Bekwaamheid en betrouwbaarheid[bewerken | brontekst bewerken]

Elke buitengewoon opsporingsambtenaar moet voor de aanvraag van een akte van opsporingsbevoegdheid een examen afleggen met theorievragen over strafrecht, strafprocesrecht en staatsrecht en daarnaast moet de kandidaat een examen afleggen met theorievragen over het proces-verbaal. Een buitengewoon opsporingsambtenaar die in het openbaar vervoer werkzaam is, moet een proces-verbaal schrijven. Dit examen moet om de vijf jaar herhaald worden. Daarnaast kan er uiteraard een functie-specifieke opleiding vereist zijn. Buitengewoon opsporingsambtenaren worden voor hun benoeming gescreend, waarbij met name naar de eventuele aanwezigheid van een strafblad gekeken wordt. De betrouwbaarheid van de betrokken persoon is een van de vereisten voor de beëdiging (artikel 2 Besluit Buitengewoon Opsporingsambtenaar BBO). Op grond van de circulaire van het Ministerie van Justitie van 14 mei 2007 moet sindsdien ook bij de verlengingsaanvraag een verklaring omtrent het gedrag (VOG) worden overgelegd. Sinds 1 juli 2022 is dit zelfs de VOG-P(olitiegegevens), waarbij bij de beoordeling niet alleen naar informatie afkomstig uit de registers van de justitiële documentatie wordt gekeken maar ook en naar informatie van de politie. In het algemeen geldt de regel dat in de periode van tien jaar voorafgaande aan de aanvraag de betrokken persoon niet strafrechtelijk mag zijn veroordeeld en hij mag ook geen transactie hebben betaald voor een feit, dat als een misdrijf strafbaar is gesteld.

Om te bepalen of iemand wel of geen een VOG krijgt, wordt gebruikgemaakt van screeningsprofielen. In een screeningsprofiel staat beschreven waarop de aanvrager van een VOG moet worden getoetst. Het risicoprofiel voor boa’s schrijft voor dat ze over een hoge mate van integriteit moeten beschikken, aangezien ze over opsporings- en geweldsbevoegdheden beschikken. Daarnaast geldt voor boa’s een terugkijktermijn van 10 jaar in plaats van de reguliere 4 jaar. Dat wil zeggen dat alle strafbare feiten die de boa de afgelopen 10 jaar heeft gepleegd, worden meegewogen. Voor zeer ernstige feiten, zoals zware geweldsmisdrijven en zedendelicten, is de terugkijktermijn onder bepaalde voorwaarden onbeperkt.

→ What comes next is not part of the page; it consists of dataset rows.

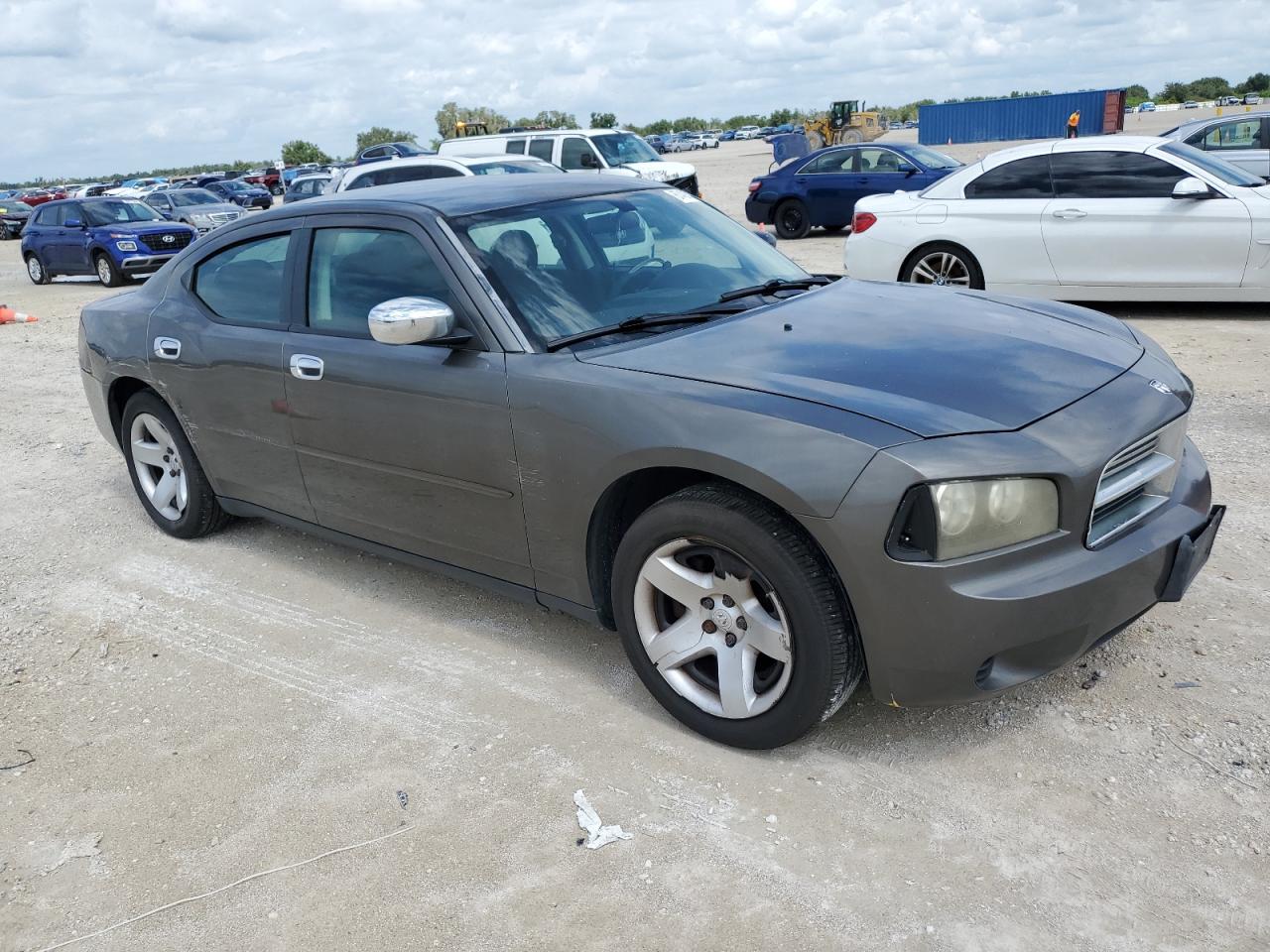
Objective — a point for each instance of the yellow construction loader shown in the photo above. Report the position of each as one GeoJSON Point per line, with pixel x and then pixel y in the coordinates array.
{"type": "Point", "coordinates": [844, 123]}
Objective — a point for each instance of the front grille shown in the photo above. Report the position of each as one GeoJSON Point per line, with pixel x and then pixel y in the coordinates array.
{"type": "Point", "coordinates": [1135, 481]}
{"type": "Point", "coordinates": [689, 184]}
{"type": "Point", "coordinates": [157, 243]}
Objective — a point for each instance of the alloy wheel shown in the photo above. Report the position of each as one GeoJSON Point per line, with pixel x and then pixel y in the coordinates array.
{"type": "Point", "coordinates": [159, 466]}
{"type": "Point", "coordinates": [940, 268]}
{"type": "Point", "coordinates": [714, 629]}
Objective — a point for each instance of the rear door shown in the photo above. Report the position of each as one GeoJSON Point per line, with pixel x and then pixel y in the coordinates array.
{"type": "Point", "coordinates": [408, 445]}
{"type": "Point", "coordinates": [216, 357]}
{"type": "Point", "coordinates": [1114, 221]}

Bij de screening van boa’s worden niet alleen onherroepelijke veroordelingen betrokken, maar ook dagvaardingen, kennisgevingen van (niet) verdere vervolging en beleidssepots. Daarnaast kunnen er adviezen en informatie van de politie en het Openbaar Ministerie worden gebruikt. Dit gebeurt nu vooral wanneer de gegevens uit het Justitieel Documentatie Systeem (‘het strafblad’) daar aanleiding toe geven. Als iemand een opsporingsbevoegdheid heeft, kan tussentijds altijd worden gecontroleerd op nieuwe antecedenten. De opsporingsbevoegdheid vervalt als blijkt dat de betrouwbaarheid voor de uitvoering van opsporingsbevoegdheden niet meer aanwezig is.

Herkenbaarheid[bewerken | brontekst bewerken]

Het herkenningsteken van boa's is een zilverkleurig insigne dat een hand uitbeeldt die een staf/scepter omvat met daarachter een schild. Het insigne is in de loop van 2007 ingevoerd en vanaf 1 januari 2008 verplicht voor alle boa's die in uniform of bedrijfskleding zichtbaar werkzaam zijn in het publieke domein, met uitzondering van boa's bij douane, politie en de Koninklijke Marechaussee en enkele groepen die ontheffing van de draagplicht hebben, bijvoorbeeld omdat zij bij een opsporingsonderzoek juist niet als opsporingsambtenaar herkend mogen worden.

Het insigne dient om het voor de burger duidelijk te maken dat iemand bijzondere bevoegdheden heeft, zoals identiteitscontrole, boetes uitschrijven en het gebruiken van geweld. Door middel van dit insigne kunnen boa's worden onderscheiden van bijvoorbeeld politiemensen die algemeen opsporingsambtenaar zijn en van particuliere beveiligers.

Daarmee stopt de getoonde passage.